A spokesman for the rebel Esphigmenou Monastery said workmen and rival monks tried to demolish the community's offices at Karyes, the administrative center of the mediaeval sanctuary -- from which women and female animals are banned.
"They used pickaxes, spades and crowbars to try to break down the door," Father Neophytos said. "They were trying to throw us out."
A police spokesman said nobody was injured in the clashes.

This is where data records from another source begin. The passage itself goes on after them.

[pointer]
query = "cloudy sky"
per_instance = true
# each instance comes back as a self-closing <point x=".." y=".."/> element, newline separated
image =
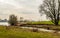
<point x="28" y="9"/>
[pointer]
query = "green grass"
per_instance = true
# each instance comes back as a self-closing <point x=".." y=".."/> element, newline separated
<point x="17" y="32"/>
<point x="41" y="22"/>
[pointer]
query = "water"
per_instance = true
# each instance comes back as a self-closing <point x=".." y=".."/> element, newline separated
<point x="4" y="23"/>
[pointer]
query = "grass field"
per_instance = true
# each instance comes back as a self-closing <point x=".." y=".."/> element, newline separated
<point x="41" y="22"/>
<point x="17" y="32"/>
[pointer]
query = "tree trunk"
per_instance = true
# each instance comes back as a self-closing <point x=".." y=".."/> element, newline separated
<point x="56" y="22"/>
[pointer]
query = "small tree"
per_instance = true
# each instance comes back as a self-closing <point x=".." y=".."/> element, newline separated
<point x="52" y="10"/>
<point x="13" y="20"/>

Eight monks live in the offices.
In a dispute spanning three decades, the zealot monks staunchly oppose efforts to improve relations between the Orthodox Church and the Vatican.
The spiritual leader of the world's Orthodox Christians, Ecumenical Patriarch Bartholomew, has declared the 100 monks in the 1,000-year-old Esphigmenou Monastery to be schismatics, and ordered them out of the walled compound.
Defying the Istanbul-based Patriarch -- and an eviction order from Greece's highest administrative court -- the Esphigmenou monks have settled into the complex and prepared for a long siege.
But Neophytos said the monastery is being blockaded and supplies are dwindling, while monks rely on mobile phones for communication as the land line was cut a month ago.
"We have provisions for quite some time yet. But they won't let us bring in new medical supplies, which would be a problem if somebody falls ill," Neophytos said.
Esphigmenou is one of 20 monasteries on the autonomous Mount Athos peninsula, some 600 kilometers (373 miles) northeast of Athens. The sanctuary is popular with Christian pilgrims -- including Russian President Vladimir Putin, who visited in August.